You can use the pg_gin_pending_stats() function of the pg_bigm extension to return the numbers of pages and tuples in the pending list of a GIN index. Example:

postgres=> SELECT * FROM pg_gin_pending_stats('pg_tools_idx');
 pages | tuples
-------+--------
     0 |      0
(1 ROW)

When you create a GIN index, you can set the fastupdate parameter to off. In this case, the index does not have a pending list and 0 is returned. Example:

CREATE INDEX ON your_table_name (your_column_name gin_trgm_ops) WITH (fastupdate = off);

Appendixes

Grand Unified Configuration (GUC) parameters

pg_bigm.last_update: the date on which the pg_bigm extension was last updated. This is a read-only parameter.

pg_bigm.enable_recheck: specifies whether to perform a recheck. Default value: on. You can specify the parameter based on your business requirements. We recommend that you retain the default value to ensure correct results.

pg_bigm.gin_key_limit: the maximum number of 2-gram elements that can be used for full-text search. You can specify the parameter based on your business requirements. Default value: 0, which specifies that all 2-gram elements are used. If the performance degrades when all 2-gram elements are used, you can set the parameter to a small positive value to improve performance.

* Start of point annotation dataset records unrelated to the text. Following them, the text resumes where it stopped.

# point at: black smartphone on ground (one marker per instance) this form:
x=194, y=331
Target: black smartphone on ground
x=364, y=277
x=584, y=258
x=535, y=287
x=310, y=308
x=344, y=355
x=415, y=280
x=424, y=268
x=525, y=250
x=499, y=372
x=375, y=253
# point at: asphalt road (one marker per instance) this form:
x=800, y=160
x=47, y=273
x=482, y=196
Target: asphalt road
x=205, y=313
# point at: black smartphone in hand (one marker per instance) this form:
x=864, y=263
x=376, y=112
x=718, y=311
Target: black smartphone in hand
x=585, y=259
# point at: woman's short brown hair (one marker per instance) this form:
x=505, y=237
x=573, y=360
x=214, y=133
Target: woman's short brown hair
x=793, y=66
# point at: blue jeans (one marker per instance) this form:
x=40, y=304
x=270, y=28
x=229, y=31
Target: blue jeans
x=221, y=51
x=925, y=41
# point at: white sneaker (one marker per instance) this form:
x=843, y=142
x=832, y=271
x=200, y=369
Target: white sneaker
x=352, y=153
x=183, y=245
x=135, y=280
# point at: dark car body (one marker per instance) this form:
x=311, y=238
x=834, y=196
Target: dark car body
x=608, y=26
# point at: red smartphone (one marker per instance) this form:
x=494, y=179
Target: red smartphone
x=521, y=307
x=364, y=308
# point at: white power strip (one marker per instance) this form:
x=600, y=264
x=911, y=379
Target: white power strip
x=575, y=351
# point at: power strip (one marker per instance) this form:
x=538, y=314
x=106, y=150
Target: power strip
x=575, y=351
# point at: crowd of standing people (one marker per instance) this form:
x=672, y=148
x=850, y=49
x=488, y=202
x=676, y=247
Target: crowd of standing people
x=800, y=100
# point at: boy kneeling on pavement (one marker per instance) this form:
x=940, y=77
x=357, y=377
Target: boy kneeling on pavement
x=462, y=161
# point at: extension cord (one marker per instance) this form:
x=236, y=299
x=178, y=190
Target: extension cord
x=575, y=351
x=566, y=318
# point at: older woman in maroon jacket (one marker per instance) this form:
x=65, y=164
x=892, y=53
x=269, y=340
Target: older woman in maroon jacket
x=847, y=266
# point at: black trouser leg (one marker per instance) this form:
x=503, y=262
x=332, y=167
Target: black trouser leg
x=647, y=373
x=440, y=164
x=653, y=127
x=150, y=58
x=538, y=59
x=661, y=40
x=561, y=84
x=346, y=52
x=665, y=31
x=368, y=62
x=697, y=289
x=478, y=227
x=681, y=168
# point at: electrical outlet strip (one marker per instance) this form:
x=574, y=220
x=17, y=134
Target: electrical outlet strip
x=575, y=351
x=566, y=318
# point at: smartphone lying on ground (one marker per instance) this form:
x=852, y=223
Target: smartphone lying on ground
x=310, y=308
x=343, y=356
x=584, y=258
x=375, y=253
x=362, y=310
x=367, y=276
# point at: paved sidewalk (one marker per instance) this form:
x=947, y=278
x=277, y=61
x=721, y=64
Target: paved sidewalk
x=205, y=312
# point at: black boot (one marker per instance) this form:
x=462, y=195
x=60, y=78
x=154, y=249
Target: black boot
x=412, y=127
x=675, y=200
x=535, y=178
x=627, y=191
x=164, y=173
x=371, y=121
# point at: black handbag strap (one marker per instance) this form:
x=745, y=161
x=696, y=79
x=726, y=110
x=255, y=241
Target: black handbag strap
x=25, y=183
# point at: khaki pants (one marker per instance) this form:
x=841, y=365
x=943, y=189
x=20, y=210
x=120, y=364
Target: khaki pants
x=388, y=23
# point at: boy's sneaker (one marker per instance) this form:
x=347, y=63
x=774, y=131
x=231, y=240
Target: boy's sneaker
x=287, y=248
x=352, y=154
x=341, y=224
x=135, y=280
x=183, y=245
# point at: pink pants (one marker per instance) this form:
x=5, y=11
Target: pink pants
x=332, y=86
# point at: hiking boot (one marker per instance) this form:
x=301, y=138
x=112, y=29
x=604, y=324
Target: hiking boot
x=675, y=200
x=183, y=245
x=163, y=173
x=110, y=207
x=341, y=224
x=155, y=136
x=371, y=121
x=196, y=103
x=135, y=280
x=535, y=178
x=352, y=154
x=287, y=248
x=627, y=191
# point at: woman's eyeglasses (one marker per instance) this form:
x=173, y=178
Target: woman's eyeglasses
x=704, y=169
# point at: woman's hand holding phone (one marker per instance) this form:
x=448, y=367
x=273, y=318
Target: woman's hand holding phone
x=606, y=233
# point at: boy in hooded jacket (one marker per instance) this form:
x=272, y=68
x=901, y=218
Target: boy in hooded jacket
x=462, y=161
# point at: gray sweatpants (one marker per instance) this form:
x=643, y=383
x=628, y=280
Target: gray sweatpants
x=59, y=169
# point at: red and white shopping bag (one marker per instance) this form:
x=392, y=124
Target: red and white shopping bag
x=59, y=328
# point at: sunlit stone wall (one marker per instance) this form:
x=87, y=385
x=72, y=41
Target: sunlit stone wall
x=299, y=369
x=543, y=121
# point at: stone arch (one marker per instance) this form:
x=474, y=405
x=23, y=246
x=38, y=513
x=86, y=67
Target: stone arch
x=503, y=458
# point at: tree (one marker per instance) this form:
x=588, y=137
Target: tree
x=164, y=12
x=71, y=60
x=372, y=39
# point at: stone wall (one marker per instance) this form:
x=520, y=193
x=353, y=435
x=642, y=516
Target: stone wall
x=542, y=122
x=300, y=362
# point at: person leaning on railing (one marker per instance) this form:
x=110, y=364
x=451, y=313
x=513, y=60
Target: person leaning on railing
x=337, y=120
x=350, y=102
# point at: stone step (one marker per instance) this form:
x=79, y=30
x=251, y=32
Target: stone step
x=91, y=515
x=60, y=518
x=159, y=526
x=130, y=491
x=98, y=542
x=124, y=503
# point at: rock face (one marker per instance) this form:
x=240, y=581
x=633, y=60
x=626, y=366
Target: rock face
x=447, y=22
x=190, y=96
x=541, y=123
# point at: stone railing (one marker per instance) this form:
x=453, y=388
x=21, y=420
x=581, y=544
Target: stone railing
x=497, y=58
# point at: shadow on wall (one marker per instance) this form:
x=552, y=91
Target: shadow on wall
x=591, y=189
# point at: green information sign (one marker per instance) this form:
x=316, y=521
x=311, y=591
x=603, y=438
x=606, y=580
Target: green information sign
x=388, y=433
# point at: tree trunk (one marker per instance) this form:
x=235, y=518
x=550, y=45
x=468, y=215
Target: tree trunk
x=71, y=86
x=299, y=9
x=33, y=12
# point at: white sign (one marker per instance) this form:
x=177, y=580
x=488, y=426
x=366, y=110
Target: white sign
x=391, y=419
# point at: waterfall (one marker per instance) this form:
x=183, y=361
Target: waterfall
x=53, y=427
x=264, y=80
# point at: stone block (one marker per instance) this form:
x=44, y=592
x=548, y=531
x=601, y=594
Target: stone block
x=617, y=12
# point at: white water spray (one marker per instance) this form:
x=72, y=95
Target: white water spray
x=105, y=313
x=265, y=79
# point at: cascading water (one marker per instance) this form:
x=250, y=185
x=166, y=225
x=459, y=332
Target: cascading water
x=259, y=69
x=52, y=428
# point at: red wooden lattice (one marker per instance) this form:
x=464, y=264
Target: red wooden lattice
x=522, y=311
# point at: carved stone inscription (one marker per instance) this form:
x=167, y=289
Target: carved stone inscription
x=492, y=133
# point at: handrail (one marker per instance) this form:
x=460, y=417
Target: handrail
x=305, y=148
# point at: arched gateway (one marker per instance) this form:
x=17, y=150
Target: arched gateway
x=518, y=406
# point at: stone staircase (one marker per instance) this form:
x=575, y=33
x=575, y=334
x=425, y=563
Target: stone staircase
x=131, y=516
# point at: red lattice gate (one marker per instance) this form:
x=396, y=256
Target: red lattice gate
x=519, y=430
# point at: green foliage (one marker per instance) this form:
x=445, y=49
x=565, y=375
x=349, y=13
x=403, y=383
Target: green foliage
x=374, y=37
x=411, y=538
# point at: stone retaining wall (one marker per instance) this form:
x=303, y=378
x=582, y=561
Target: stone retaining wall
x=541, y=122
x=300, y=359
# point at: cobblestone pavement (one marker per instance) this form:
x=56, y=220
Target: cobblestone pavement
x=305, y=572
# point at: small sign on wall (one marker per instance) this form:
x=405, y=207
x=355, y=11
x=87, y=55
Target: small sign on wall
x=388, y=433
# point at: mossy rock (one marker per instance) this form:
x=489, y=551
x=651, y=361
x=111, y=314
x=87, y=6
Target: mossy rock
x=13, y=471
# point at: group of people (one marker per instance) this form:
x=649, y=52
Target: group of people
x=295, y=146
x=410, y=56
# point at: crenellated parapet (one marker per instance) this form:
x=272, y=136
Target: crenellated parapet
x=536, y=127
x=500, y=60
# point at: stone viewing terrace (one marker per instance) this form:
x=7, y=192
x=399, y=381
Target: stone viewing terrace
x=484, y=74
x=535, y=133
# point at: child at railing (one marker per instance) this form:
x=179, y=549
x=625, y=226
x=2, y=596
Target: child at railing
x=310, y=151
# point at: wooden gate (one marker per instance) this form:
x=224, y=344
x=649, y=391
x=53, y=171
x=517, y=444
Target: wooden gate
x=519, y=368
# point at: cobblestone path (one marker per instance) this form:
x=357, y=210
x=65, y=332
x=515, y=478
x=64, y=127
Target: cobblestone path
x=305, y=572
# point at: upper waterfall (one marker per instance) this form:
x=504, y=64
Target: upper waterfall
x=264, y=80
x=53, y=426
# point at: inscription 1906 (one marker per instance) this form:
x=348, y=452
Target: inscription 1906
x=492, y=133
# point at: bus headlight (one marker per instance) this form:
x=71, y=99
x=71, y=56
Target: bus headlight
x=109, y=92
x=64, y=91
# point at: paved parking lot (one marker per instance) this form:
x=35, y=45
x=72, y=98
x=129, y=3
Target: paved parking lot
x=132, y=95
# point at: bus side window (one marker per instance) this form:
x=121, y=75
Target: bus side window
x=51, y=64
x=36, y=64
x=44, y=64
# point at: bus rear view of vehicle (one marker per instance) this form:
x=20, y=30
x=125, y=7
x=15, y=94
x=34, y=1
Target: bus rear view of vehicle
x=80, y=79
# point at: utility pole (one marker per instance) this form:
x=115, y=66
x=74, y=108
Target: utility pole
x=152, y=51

pg_bigm.similarity_limit: the minimum threshold that is used for similarity search. The tuples whose similarity exceeds the specified threshold are returned as similarity search results.

Functions

Function	Type of the return value	Description
`likequery`(text)	string	Returns a string that can be identified by the `LIKE` keyword. The result of this function ranges from 0 to 1. A value of 0 indicates that the two strings are completely dissimilar. A value of 1 indicates that the two strings are identical.
`show_bigm`(text)	text[ ]	Returns an array of all 2-gram elements in a string.
`bigm_similarity`(text, text)	real	Returns a floating-point number that indicates the greatest similarity between 2-gram elements in two strings. The number ranges from 0 to 1. A value of 0 indicates that 2-gram elements in the two strings are completely dissimilar. A value of 1 indicates that the 2-gram element set in the first string and a continuous extent of an ordered 2-gram element set in the second string are identical.

Operators

Operator	Type of the return value	Description
text % text	boolean	Returns true if the first string is similar to the second string. This operator is similar to the `LIKE` and `ILIKE` operators in SQL statements and allows you to use 2-gram indexes to accelerate search.
text =% text	boolean	Returns true if the similarity between a trigram in the first string and a trigram in the second string is equal to the threshold that is specified by the `pg_bigm.similarity_limit` parameter.

Index operators

Operator	Description
gin_bigm_ops	Converts text data into a trigram set and uses a GIN index to store the trigram set.